Discovering (A Lack Of) Price Discovery Amid Bitcoin Fraud Allegations

Lack Of Price Discovery Amid Bitcoin Fraud

Generally speaking, price discovery is the way anything that changes hands – from stocks to bonds to software to services – finds a “real” price. It’s the agreed-upon price at which buyers will buy and sellers will sell, offering a sense of equilibrium – if only for a moment (because, of course, prices are fluid).

Theoretically speaking, a marketplace helps smooth price discovery, bringing buyers and sellers together to transact through virtual or digital conduits. But where marketplaces are less than efficient, price discovery is thwarted, and volatility rules the day.

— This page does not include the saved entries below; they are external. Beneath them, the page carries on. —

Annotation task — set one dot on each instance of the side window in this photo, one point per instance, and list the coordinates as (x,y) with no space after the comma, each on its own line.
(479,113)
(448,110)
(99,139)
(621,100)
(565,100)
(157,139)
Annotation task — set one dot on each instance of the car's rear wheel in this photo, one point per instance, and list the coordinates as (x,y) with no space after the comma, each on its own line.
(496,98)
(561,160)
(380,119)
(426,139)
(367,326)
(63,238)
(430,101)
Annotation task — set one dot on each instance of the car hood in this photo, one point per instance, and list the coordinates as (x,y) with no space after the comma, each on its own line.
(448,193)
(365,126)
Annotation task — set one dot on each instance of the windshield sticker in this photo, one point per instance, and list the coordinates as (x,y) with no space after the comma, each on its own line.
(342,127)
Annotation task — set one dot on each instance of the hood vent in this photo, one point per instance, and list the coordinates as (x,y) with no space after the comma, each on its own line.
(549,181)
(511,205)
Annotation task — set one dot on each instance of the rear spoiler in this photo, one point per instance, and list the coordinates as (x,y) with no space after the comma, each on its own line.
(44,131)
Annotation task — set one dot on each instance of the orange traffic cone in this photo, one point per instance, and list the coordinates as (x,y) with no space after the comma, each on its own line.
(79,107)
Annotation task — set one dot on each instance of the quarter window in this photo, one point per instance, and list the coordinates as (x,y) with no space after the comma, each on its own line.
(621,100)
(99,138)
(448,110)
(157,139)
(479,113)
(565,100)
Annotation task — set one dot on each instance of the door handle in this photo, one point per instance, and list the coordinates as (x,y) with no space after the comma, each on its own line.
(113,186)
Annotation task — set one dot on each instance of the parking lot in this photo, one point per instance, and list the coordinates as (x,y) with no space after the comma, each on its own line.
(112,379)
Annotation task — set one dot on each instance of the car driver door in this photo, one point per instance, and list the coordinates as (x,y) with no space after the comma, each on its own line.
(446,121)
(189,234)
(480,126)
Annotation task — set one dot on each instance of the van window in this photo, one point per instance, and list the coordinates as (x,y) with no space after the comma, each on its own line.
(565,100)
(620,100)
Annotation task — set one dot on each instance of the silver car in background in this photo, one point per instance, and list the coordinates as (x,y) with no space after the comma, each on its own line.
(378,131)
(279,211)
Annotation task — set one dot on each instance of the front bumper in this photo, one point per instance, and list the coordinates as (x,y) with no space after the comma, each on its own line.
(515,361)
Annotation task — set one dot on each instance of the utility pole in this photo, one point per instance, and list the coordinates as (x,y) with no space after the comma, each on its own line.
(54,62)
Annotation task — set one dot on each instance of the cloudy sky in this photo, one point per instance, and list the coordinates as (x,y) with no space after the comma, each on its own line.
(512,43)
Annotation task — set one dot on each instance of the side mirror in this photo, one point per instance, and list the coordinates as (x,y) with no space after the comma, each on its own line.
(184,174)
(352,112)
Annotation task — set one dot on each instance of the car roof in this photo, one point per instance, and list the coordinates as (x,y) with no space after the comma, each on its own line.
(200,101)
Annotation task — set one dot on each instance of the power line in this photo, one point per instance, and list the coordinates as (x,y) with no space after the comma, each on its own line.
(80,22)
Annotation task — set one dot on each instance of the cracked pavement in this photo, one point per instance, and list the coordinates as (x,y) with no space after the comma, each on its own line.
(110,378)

Reports came from Bloomberg this week that bitcoin, the marquee name of cryptocurrencies, was trading at a several hundred dollar premium on one exchange: Bitfinex.

Bitfinex is the cryptocurrency exchange that last week was swept up in an investigation over a coverup alleged by the New York State Attorney General to have involved as much as $850 million in losses. To recap, the AG accused Tether (of the Tether stablecoin) and the Bitfinex operator of possibly defrauding crypto investors. Bitfinex had allegedly sent as much as $850 million to a firm based in Panama, Crypto Capital Corp. (used to help wire dollars to traders), couldn’t access the funds and then started to use Tether to cover transactions.

Tether, in turn, has said in the past that its stablecoin is backed in a one-to-one dollar relationship (and those dollars were held in its bank accounts, according to past reports), but now has said in New York court that cash and short-term securities (i.e., not simply dollars) backed roughly four quarters of Tether coins.

Now, reports Bloomberg, investors have been exiting Tether and embracing bitcoin. And, at least on that exchange – Bitfinex – bitcoin was trading for $5,570 while changing hands elsewhere for, at this writing, a bit less than $5,300.

In other words, people are paying up to get out of Tether.

Interestingly, there are other places where one can buy bitcoin, and where the premium need not be paid (at Coinbase and other exchanges). But the Bitfinex imbroglio also shows some lingering concerns of marketplaces that may not be as ready for prime time as some enthusiasts might enthuse. Late last year, Tether, which should conceivably have a $1 floor (tied, as it ostensibly was, to the dollar), cracked through that floor, and bitcoin again saw trading at a premium.

The Justice Department, Bloomberg reported, had been and is investigating whether the stablecoin had been used to manipulate bitcoin during its heyday back in 2017 when all-time peaks were reached (and where Tether stablecoins had been used to buy bitcoin, offering at least some price stability, the newswire reported in the middle of last year).

Paying up for the privilege of crowding into bitcoin to get away from another crypto? It’s perhaps a tempest brewing in at least one corner of the crypto market rife with rumor and legal machinery grinding – and to this we say: Caveat emptor.